Kilbane got his first booking, and I recorded on 22 minutes that neither side had hit a shot on target! Then a goal nearly came from an Everton boot, as a Spurs throw was hit across their own area, and Naysmith whacked the ball over his own bar. Lee got round Kilbane again, was brought down (although Evertonians claim he was unlucky to get the resulting red card). Keane took the free kick, and Michael Dawson’s shot was deflected and held by Howard. The remaining three Everton midfielders (Osman, Cahill, and Arteta) spread from right to left in front of Carsley.
Spurs managed a decent move from the back, ending with Tainio sliding the ball to Jenas, whose shot from 25 yards out went across the far post and wide. Jenas will once again get stick from Spurs fans, but I saw him winning strong tackles in the middle, fighting back for the ball, and winning an otherwise lost pass near the touchline. He gets stick from the crowd when something goes wrong. If our hero Aaron Lennon runs a little too far, misplaces a pass, fails to shoot, or fails to pick out a striker, there is no such criticism. Don’t get me wrong, I love Lennon, but his delivery and timing was not at its best today.
Davids had a decent shot just before the break, and then Spurs won a corner after the interval with good play from Tainio, Berbatov, Keane and Lennon. Keane’s corner was headed over by Dawson. This was a scenario repeated too often in the game – not that we actually got many corners!
Everton took a surprise lead after Ekotto was penalised near the corner flag. Arteta hit the kick, which looked as if it was passing across the Spurs box, until Davenport got a touch to it, and conceded the own goal. Lee was sacrificed by Martin Jol for Jermain Defoe, and Jenas covered at right back. Unfortunately, Jenas did not help his battle to win over the home fans, when he skied a shot after Lennon laid the ball back to him.

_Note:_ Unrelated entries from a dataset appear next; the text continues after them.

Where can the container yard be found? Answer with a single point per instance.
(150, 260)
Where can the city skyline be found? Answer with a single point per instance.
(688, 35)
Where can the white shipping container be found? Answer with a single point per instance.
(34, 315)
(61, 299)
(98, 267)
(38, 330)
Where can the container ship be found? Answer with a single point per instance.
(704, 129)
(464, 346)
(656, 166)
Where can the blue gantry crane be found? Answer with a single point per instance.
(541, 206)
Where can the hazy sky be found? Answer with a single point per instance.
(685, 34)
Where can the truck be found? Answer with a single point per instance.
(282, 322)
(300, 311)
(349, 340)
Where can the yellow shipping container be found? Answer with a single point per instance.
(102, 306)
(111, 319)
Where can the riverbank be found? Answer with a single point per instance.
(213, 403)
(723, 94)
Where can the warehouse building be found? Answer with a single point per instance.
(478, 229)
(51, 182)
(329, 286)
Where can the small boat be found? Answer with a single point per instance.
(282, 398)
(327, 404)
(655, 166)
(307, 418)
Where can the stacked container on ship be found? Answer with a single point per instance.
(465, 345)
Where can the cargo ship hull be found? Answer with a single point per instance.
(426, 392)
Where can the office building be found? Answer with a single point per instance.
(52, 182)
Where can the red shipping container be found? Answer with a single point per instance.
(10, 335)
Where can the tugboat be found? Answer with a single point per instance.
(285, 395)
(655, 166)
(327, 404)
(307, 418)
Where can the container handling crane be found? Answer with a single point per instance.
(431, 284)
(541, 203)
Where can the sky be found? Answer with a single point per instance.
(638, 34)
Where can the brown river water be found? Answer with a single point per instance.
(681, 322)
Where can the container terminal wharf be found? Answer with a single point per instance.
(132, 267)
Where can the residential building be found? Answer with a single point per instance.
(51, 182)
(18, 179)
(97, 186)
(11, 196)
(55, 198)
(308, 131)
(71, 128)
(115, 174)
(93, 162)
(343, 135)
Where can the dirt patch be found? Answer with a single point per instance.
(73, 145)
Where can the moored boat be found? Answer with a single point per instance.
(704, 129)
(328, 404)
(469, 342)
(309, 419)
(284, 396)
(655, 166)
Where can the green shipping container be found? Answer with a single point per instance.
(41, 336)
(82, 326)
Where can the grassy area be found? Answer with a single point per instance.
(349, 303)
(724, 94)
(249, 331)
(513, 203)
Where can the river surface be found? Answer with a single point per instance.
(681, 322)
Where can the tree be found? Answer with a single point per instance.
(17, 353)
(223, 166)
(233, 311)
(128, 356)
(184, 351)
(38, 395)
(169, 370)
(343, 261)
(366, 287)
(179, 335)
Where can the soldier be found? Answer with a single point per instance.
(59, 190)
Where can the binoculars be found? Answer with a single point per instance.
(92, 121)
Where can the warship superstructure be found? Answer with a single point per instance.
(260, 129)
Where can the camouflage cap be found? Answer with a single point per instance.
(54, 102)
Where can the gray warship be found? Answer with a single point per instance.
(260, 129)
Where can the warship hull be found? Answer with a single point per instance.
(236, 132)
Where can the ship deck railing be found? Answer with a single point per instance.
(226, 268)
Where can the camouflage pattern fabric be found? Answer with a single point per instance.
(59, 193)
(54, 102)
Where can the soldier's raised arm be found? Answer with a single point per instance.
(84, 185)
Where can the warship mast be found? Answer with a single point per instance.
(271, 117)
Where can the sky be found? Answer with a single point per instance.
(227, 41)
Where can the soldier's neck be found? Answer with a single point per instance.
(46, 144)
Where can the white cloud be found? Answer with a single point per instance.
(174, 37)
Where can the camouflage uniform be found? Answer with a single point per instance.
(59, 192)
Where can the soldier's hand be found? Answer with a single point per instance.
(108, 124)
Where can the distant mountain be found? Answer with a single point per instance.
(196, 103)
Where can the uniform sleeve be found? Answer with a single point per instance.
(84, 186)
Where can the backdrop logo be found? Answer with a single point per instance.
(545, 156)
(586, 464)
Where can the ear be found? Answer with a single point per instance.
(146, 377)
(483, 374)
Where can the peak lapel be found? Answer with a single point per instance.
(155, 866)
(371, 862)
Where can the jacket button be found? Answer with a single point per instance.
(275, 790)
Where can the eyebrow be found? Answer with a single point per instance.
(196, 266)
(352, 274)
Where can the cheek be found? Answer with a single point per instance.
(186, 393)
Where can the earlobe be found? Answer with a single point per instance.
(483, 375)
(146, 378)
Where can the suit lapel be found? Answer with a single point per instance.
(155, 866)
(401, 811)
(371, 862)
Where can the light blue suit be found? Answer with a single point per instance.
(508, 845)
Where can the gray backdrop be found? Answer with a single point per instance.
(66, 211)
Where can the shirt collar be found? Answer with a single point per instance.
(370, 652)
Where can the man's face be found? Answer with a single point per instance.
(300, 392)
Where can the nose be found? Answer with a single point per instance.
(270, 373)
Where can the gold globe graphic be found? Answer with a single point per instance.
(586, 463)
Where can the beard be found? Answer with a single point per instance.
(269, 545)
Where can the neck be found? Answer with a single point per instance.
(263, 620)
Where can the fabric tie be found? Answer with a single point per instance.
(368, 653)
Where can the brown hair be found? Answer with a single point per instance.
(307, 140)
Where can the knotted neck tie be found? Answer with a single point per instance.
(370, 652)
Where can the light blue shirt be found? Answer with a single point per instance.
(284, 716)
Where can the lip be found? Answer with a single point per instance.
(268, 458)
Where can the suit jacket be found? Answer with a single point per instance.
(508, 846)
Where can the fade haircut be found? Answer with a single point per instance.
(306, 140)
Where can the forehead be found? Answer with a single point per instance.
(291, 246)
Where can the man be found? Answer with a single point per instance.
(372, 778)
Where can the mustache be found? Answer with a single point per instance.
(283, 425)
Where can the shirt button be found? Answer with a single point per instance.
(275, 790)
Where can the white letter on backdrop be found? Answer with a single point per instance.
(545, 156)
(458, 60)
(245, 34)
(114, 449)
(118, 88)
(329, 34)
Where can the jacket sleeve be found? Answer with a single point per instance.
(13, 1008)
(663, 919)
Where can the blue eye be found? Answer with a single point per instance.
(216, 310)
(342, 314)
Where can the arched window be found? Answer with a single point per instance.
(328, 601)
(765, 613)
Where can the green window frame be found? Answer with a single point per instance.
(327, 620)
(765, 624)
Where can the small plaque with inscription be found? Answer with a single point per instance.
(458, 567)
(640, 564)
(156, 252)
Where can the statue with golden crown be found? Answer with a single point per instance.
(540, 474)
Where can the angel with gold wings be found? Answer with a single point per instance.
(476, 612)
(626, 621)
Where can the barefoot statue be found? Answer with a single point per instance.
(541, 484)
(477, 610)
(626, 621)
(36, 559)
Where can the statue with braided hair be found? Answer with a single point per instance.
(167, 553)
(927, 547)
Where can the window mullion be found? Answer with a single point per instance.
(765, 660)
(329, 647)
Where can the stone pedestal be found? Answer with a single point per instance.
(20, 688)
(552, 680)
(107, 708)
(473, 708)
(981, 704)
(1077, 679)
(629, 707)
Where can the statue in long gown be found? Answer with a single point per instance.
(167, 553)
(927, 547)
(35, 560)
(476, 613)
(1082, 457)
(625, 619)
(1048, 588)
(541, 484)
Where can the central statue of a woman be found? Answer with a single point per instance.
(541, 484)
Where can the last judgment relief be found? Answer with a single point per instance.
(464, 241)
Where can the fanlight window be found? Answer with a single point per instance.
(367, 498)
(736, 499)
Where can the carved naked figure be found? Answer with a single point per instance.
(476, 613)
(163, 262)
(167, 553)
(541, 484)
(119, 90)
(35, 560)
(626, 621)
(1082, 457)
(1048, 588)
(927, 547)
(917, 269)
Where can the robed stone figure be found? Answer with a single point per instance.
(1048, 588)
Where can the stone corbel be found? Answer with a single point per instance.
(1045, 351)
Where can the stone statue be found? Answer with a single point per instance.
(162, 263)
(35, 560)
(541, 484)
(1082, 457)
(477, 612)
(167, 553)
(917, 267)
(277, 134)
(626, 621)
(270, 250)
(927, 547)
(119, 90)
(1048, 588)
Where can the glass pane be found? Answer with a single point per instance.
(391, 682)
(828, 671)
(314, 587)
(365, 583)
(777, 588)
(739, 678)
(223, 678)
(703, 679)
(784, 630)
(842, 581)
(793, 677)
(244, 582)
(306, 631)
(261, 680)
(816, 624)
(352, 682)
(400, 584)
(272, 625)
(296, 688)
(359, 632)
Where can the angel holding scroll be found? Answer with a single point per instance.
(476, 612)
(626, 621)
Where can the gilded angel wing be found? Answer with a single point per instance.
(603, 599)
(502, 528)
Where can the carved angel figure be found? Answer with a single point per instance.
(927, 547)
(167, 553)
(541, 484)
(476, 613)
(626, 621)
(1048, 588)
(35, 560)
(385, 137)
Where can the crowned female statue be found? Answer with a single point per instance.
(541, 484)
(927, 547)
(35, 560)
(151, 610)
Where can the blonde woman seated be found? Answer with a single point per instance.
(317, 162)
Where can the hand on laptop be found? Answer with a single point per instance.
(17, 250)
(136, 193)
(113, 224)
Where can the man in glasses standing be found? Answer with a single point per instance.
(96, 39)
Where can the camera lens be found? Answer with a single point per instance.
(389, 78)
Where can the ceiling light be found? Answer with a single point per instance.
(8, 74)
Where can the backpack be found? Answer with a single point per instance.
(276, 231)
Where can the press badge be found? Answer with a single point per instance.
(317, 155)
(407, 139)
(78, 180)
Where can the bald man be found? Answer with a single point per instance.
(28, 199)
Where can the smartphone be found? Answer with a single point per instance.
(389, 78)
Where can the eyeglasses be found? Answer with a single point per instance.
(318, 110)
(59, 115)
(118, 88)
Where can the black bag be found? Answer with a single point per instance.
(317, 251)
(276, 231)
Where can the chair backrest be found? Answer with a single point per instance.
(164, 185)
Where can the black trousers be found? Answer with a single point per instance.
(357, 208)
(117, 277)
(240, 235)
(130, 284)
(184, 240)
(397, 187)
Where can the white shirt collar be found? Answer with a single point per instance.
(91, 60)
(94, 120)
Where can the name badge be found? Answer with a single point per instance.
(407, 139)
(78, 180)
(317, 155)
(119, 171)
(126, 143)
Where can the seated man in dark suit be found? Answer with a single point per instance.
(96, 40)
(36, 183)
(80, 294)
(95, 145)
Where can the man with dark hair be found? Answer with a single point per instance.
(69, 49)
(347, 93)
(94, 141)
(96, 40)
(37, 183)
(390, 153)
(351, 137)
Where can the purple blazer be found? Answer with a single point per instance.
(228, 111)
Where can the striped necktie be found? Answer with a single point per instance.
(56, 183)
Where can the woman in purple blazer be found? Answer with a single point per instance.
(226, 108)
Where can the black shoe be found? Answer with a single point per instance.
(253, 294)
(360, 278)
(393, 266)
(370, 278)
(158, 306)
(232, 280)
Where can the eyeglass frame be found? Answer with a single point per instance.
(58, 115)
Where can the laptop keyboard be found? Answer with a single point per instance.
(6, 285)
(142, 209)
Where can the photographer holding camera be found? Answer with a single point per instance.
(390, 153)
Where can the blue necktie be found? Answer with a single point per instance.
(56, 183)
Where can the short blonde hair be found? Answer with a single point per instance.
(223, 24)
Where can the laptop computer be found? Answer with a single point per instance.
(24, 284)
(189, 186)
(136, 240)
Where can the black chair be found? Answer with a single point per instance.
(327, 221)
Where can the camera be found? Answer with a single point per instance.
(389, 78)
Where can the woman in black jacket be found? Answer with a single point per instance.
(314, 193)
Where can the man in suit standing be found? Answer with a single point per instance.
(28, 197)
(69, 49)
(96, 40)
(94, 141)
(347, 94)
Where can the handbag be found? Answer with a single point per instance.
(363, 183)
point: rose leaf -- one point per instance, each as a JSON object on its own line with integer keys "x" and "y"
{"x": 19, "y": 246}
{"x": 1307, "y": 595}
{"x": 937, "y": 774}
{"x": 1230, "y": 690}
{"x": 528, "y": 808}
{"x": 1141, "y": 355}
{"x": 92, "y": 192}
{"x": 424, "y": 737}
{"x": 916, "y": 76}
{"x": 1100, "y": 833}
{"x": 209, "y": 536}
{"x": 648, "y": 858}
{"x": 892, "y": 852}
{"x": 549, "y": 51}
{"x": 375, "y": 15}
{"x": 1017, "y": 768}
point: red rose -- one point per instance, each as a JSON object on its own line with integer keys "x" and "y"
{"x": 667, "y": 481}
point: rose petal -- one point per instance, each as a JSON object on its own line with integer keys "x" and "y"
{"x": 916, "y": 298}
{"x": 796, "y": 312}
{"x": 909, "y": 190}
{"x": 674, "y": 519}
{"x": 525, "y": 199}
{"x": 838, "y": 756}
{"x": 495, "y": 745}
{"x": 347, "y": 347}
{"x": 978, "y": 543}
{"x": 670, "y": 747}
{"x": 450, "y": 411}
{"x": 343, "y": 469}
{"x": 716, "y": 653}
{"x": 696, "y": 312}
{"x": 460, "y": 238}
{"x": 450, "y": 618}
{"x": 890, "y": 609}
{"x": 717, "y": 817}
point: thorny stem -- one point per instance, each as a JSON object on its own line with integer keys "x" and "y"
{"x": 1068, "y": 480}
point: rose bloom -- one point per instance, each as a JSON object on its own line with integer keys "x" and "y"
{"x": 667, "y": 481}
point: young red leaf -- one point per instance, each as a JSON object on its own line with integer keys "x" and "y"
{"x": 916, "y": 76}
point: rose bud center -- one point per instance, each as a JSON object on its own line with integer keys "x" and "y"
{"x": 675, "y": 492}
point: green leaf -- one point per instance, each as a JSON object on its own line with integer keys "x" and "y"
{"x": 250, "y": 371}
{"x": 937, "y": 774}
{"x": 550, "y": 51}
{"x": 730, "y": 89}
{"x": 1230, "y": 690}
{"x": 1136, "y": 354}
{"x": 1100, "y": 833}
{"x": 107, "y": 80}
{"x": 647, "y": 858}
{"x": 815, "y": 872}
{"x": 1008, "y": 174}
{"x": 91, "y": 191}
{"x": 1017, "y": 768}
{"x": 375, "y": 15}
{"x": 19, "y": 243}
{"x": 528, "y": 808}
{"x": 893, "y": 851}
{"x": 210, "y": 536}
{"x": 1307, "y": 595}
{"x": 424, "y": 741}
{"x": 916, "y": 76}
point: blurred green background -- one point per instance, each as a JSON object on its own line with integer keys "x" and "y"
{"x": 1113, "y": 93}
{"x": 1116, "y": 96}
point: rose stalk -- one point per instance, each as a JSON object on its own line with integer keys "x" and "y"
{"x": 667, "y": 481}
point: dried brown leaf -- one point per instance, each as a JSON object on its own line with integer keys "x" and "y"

Everton’s lead was increased to the glee of their travelling support in the 66th minute. Davids had been battling well in the middle, but Osman got a touch on the ball which ran to Neville on the right. Neville’s cross was converted at an angle from quite close range by Johnson, scoring his second goal in three games, and aiding his claim for an England place next week.
Zokora replaced Tainio, but although Spurs tried to press, they couldn’t break through. Keane was brought down on the edge of the box, but Defoe’s kick was blocked. With two minutes of normal time left, Davenport was still up after a corner. He headed back a ball which Lennon crossed low for Robbie Keane, who repeated his trick from Tuesday night, hooking his shot well outside the target. As injury time approached, Lennon teed up Defoe, who fired wide, then at last Howard did have to make a save, when Berbatov headed Lennon’s cross, and the Everton keeper dived low to his left to make the save.
It’s going to be a sad two weeks for Spurs fans, with the next match at Old Trafford against 100% United. The performance today was enough to finally persuade me that forking out for a trip to Prague will be a waste of money. I fear it will be our one and only European trip this season.